With just a few weeks left in 2013, industry pundits are making their predictions about how Toronto's real estate market will finish out the year.
Thrown into the mix is the spectre of federal Finance Minister Jim Flaherty intervening to tighten mortgage rules once again.
Buying and selling always slumps in December and January, but some expect the slowdown to be sharper than normal this year in advance of a market downturn in 2014. The optimists believe the lull during the holiday season and traditional January deep freeze will give way to a lively spring market.

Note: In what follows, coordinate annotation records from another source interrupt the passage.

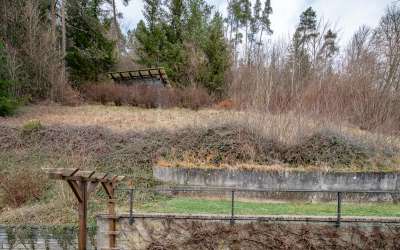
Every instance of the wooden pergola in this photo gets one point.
(140, 74)
(83, 183)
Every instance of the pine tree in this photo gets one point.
(255, 25)
(90, 52)
(265, 22)
(217, 56)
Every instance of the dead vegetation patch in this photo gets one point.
(199, 236)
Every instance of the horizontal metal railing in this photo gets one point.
(234, 190)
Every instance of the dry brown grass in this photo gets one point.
(287, 128)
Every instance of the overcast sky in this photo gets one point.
(345, 15)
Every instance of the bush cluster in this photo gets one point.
(146, 96)
(21, 185)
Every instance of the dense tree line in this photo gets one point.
(185, 38)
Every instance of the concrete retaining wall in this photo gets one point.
(36, 238)
(285, 180)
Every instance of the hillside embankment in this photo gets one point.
(130, 141)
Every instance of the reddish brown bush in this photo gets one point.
(146, 96)
(225, 104)
(21, 185)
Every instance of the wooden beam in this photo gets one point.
(76, 189)
(82, 184)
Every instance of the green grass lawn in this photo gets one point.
(202, 206)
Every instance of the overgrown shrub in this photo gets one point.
(31, 127)
(21, 185)
(146, 96)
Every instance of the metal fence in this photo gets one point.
(234, 191)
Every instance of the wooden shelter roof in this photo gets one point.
(140, 74)
(79, 175)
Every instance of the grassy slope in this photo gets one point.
(201, 206)
(128, 141)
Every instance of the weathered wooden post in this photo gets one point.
(82, 184)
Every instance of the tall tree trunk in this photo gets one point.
(53, 20)
(63, 40)
(114, 13)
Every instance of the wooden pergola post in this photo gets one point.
(82, 184)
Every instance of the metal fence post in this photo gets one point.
(131, 219)
(233, 207)
(339, 209)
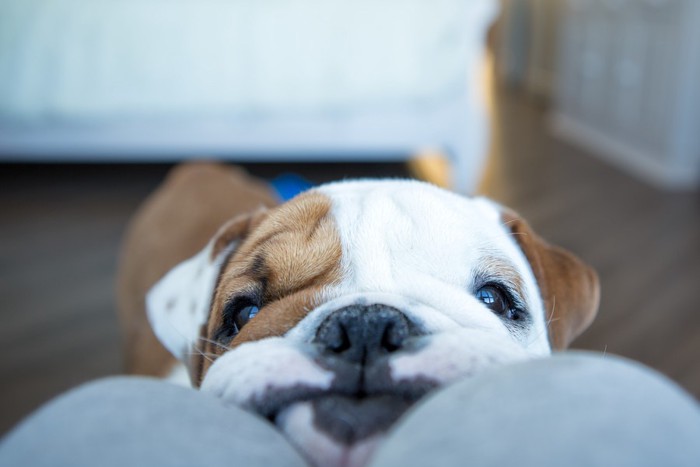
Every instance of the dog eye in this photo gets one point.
(498, 301)
(236, 314)
(245, 314)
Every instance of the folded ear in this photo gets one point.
(178, 304)
(569, 287)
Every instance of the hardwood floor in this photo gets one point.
(60, 228)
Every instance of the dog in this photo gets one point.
(333, 313)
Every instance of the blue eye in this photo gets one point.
(251, 311)
(245, 314)
(498, 301)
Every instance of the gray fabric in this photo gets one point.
(571, 410)
(133, 422)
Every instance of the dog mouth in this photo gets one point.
(336, 428)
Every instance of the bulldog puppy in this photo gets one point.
(333, 313)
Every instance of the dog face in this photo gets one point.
(333, 313)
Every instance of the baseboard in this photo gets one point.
(640, 163)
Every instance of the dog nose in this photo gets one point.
(361, 334)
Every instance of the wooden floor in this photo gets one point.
(60, 229)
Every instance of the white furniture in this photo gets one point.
(629, 85)
(246, 80)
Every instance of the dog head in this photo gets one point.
(333, 313)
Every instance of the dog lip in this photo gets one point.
(275, 401)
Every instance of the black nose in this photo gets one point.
(361, 334)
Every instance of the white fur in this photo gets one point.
(178, 305)
(242, 375)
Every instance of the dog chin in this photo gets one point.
(338, 445)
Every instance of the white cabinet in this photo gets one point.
(628, 85)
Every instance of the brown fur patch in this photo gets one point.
(570, 289)
(174, 223)
(289, 257)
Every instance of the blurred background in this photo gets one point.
(583, 115)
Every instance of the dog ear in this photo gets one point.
(178, 304)
(570, 288)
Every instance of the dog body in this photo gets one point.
(334, 312)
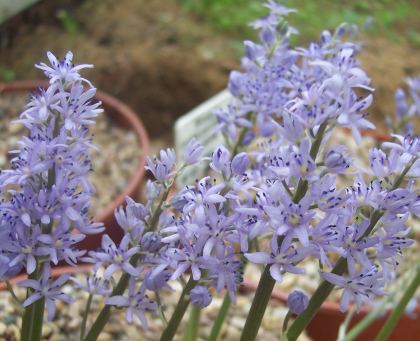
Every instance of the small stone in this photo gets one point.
(13, 331)
(47, 330)
(238, 321)
(104, 336)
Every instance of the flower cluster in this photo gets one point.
(283, 188)
(50, 168)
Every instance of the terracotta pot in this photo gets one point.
(325, 324)
(125, 118)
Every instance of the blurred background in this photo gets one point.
(164, 57)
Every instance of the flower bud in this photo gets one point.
(235, 80)
(192, 152)
(240, 163)
(250, 49)
(267, 129)
(179, 201)
(248, 137)
(283, 29)
(221, 157)
(336, 161)
(268, 34)
(297, 302)
(7, 271)
(326, 37)
(340, 30)
(200, 296)
(153, 190)
(150, 241)
(156, 282)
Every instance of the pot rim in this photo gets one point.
(134, 122)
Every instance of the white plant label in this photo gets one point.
(199, 123)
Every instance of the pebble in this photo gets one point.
(114, 165)
(66, 323)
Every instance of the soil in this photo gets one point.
(160, 59)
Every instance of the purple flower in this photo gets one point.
(114, 258)
(250, 49)
(47, 290)
(192, 152)
(357, 285)
(135, 302)
(279, 258)
(361, 195)
(337, 162)
(221, 160)
(408, 148)
(93, 286)
(229, 121)
(153, 190)
(156, 280)
(229, 272)
(205, 194)
(200, 296)
(300, 164)
(240, 163)
(297, 302)
(150, 241)
(189, 257)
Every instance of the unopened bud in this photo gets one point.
(267, 35)
(297, 302)
(150, 241)
(153, 190)
(250, 49)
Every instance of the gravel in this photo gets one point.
(67, 321)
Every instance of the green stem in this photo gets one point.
(368, 319)
(238, 143)
(343, 327)
(180, 309)
(105, 313)
(158, 211)
(396, 314)
(221, 315)
(193, 324)
(320, 295)
(285, 323)
(325, 287)
(266, 284)
(85, 315)
(259, 304)
(13, 294)
(160, 307)
(33, 315)
(220, 318)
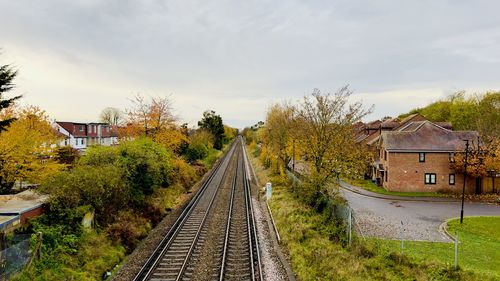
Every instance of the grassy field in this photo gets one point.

This month's activity hasn't been very helpful to those trying to detect a trend as the market has continued perform in an erratic fashion: Some properties languish on the market while others attract a dozen or so offers. The divergence between single family houses and condos partly explains the gap – but not entirely. Agents acknowledge they are at times perplexed when a detached house fails to sell on offer night or a fairly ordinary condo sparks a bidding war.

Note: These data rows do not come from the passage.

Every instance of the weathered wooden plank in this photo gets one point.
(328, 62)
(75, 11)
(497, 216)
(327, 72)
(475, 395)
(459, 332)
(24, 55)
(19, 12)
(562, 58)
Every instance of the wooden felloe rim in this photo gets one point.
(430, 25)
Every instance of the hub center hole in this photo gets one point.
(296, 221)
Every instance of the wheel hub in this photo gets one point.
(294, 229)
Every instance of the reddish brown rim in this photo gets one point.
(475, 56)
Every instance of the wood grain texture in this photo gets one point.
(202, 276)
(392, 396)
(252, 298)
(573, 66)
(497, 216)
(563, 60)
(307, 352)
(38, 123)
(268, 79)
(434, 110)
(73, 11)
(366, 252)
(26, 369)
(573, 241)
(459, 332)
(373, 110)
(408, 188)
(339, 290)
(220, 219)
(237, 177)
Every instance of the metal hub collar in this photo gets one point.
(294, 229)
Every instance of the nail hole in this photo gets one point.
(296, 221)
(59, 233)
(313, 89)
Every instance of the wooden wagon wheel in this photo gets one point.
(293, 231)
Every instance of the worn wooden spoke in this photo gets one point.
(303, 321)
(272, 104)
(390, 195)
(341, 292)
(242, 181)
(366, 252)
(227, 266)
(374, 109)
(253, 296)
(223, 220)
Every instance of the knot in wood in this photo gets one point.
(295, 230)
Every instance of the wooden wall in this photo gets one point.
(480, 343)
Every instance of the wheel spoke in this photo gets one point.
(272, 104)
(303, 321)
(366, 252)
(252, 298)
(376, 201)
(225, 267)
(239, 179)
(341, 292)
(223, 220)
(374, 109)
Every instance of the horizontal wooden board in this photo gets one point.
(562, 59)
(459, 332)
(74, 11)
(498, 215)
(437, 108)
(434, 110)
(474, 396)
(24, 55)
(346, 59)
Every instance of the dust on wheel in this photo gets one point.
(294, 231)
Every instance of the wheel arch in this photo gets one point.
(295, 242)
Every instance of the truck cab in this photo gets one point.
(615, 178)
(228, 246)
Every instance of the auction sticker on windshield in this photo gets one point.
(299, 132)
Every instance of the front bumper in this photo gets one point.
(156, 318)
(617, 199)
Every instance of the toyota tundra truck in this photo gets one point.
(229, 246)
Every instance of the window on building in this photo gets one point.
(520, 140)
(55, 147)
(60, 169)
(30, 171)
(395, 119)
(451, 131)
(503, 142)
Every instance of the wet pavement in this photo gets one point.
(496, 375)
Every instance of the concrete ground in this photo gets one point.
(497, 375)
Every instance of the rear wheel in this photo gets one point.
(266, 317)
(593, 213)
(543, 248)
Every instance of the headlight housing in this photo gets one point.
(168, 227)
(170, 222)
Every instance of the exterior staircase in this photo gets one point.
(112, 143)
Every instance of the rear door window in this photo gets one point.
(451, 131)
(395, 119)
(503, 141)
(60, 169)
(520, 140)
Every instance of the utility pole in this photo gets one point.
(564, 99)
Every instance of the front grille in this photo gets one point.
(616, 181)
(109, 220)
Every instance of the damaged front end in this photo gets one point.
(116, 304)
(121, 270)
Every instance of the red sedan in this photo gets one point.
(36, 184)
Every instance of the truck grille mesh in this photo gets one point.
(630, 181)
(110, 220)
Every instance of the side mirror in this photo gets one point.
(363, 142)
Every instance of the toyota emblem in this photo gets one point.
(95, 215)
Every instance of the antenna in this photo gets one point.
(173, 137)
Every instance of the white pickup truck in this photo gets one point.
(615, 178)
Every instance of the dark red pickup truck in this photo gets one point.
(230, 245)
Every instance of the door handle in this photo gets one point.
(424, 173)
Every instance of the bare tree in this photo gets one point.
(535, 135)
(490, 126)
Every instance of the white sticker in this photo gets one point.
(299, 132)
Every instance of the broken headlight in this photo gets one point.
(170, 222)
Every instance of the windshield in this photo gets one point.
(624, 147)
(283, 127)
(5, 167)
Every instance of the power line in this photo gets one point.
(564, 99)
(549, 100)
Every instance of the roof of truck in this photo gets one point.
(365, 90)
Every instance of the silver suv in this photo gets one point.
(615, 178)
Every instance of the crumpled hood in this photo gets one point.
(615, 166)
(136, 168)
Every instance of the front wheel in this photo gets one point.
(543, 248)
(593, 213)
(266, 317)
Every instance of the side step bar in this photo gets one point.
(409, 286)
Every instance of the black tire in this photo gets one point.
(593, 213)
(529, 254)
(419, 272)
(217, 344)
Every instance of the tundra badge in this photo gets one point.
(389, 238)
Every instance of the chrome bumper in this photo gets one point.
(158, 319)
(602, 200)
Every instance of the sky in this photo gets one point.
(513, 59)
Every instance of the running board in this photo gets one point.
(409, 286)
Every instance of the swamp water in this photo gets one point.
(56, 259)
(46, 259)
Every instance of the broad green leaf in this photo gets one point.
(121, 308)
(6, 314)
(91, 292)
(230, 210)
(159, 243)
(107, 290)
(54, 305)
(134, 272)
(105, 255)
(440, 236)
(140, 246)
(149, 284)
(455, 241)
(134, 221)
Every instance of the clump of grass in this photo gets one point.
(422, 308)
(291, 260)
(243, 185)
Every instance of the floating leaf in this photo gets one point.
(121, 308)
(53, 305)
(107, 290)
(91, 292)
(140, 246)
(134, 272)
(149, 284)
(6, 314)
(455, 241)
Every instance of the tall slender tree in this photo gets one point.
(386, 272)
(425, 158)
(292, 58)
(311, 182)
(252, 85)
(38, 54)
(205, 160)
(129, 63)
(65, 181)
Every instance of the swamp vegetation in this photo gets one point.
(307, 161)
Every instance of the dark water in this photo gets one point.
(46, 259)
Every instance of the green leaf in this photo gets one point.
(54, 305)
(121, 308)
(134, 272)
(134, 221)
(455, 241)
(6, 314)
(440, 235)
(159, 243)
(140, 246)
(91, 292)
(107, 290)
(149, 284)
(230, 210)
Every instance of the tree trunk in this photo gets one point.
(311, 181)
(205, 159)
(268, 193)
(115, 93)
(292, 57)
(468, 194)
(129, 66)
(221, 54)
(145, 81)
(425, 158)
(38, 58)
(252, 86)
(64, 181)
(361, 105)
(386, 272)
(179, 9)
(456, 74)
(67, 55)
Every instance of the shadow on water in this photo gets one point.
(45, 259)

In the first two weeks of November, sales in the Greater Toronto Area jumped 21 per cent compared with the same time last year while the average price rose an eye-popping 11 per cent.
Listings, meanwhile, have shrunk by more than 4 per cent compared with the same period last year.
Over at the Toronto Real Estate Board, president Dianne Usher sees November's results as an indication that people remain comfortable with the costs of home ownership.
"If not for the persistent shortage of listings for most home types, we would likely be experiencing an even higher level of sales as more buyers would be able to make a deal on a home meeting their needs."
Jason Mercer, TREB's senior manager of market analysis, points to the smaller number of listings driving buyers to compete, which in turn leads to the accelerating pace of price growth.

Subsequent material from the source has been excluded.